The classic russet potato — the potato that put Idaho on the map — is pretty much used for frying or baking, he said. And in North Carolina, Frito Lay has developed its own variety of potato that it uses exclusively for all its products.
"They're really not a good potato — like, if you wanted to take one and bake it," Fleetwood said. "It really doesn't work well for that."
According to the Washington State Potato Commission, russet potatoes are suitable for baking, mashing and frying because of their high starch content. This means that during the cooking process, the potato absorbs the internal moisture as it cooks, expanding into fluffy granules that create fluffy baked potatoes.
White and yellow potatoes are good all-purpose potatoes, with low to medium starch content. With these potatoes, though, a rule of thumb for their use is to prepare them in dishes that require the potato to hold its shape through the cooking process.
But have you ever tried to make french fries out of a red potato? The result is a limp stick of a fry.
Because red potatoes have a high moisture content, it turns to steam as the potato cooks.
And new potatoes? Those are just freshly harvested, tiny potatoes of any variety, according to the Washington State Potato Commission. These are best used right after they are harvested — boiled, steamed or roasted.

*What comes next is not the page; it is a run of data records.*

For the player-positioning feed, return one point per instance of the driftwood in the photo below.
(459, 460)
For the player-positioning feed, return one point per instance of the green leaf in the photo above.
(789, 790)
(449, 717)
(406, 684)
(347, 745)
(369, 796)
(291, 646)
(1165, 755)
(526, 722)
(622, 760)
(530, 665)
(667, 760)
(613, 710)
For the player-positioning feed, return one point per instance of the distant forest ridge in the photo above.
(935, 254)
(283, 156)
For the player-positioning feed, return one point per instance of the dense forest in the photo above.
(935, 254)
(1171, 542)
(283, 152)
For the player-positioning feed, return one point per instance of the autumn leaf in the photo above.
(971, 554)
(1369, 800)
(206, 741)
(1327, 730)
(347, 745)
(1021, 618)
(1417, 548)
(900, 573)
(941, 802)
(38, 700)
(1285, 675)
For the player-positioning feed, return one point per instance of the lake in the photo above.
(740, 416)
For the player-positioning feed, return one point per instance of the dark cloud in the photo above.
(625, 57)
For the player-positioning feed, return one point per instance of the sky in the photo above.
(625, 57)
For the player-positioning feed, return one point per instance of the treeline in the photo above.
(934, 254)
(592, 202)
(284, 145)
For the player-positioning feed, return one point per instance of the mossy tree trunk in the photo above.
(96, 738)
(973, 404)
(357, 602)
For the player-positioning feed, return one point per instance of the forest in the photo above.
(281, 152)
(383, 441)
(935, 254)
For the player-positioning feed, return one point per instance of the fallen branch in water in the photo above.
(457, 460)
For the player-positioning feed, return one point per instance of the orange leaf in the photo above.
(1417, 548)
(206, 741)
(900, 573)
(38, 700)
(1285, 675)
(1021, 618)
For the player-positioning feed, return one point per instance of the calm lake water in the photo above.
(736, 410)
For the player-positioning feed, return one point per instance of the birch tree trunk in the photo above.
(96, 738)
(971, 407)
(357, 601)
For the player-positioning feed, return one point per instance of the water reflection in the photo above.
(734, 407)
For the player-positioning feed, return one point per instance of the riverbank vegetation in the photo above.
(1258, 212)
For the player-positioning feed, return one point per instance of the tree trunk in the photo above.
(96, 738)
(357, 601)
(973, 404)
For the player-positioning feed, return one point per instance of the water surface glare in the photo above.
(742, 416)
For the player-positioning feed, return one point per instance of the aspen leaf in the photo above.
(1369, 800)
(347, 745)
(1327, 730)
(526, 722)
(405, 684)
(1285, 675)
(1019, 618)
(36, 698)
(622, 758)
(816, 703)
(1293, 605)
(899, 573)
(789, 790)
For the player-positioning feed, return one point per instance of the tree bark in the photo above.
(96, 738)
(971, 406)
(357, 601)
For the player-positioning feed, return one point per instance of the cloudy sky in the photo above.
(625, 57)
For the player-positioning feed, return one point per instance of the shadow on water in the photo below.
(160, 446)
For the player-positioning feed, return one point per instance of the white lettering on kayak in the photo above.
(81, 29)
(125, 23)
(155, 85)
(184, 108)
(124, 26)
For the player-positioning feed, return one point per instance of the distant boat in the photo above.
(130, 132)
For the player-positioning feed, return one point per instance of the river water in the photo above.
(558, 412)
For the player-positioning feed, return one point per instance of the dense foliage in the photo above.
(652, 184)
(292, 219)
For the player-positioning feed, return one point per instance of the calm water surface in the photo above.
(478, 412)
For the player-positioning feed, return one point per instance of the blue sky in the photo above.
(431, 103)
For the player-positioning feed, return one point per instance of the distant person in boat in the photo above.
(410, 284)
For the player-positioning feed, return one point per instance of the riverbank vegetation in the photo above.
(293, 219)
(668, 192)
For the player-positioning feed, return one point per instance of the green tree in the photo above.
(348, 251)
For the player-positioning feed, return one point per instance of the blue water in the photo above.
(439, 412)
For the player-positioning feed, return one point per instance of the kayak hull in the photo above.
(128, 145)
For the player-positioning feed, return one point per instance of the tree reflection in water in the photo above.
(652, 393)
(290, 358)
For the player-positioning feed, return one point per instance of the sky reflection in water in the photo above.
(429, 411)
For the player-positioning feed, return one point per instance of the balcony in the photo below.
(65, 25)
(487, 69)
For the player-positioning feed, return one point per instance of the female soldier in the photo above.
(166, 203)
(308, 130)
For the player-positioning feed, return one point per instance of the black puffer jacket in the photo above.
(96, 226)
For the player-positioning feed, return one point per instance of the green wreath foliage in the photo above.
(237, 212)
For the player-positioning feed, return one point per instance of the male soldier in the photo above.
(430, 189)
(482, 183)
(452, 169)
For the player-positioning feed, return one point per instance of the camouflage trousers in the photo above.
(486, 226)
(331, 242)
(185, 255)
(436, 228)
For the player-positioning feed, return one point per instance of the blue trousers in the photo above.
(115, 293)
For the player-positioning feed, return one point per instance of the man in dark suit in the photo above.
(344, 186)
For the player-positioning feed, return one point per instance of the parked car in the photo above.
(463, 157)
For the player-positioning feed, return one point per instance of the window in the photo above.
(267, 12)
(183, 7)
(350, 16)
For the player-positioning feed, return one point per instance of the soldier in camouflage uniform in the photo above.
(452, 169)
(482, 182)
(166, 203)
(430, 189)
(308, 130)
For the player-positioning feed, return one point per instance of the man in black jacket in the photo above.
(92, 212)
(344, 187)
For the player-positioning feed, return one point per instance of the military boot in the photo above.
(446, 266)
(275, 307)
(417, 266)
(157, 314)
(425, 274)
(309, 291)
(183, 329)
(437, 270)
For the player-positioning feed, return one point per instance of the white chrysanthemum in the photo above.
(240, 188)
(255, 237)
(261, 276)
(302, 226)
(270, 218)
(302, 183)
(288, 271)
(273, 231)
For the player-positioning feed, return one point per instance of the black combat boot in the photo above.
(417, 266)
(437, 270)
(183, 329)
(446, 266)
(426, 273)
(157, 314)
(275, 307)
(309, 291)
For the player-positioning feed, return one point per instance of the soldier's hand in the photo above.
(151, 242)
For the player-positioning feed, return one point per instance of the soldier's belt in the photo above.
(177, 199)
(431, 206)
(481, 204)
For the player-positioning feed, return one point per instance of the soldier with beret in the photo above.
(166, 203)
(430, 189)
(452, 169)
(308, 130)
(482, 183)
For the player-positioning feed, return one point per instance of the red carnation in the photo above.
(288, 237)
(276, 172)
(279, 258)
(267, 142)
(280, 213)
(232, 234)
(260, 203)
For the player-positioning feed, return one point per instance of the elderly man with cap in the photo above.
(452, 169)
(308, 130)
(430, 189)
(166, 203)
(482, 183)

McMullan agreed that yellow-skinned potatoes are good, all-around potatoes; the variety he grows is called the yellow German. He also grows red skinned and a lesser-known variety called a rose gold.
"A red potato's OK. It's just consumer demand. The yellow German is known as the brandywine (tomato) of the potato family," he said while scrubbing dirt from some fresh-picked potatoes.
But it's the rose gold that the customers seem to crave.
"It's one of only two potatoes in the world with a red outside and a yellow inside," he said. "I sell way more of those than anything else."
Which brings us to McMullan's main point: As long as you have a quality potato, it will taste good any way you cook it.
"Each potato has its own special, unique characteristics that can be used in different ways," McMullan said. "Some make a better potato salad than others, some are dryer, (some are) moister. But if you start with a good potato, it doesn't matter what your recipe is."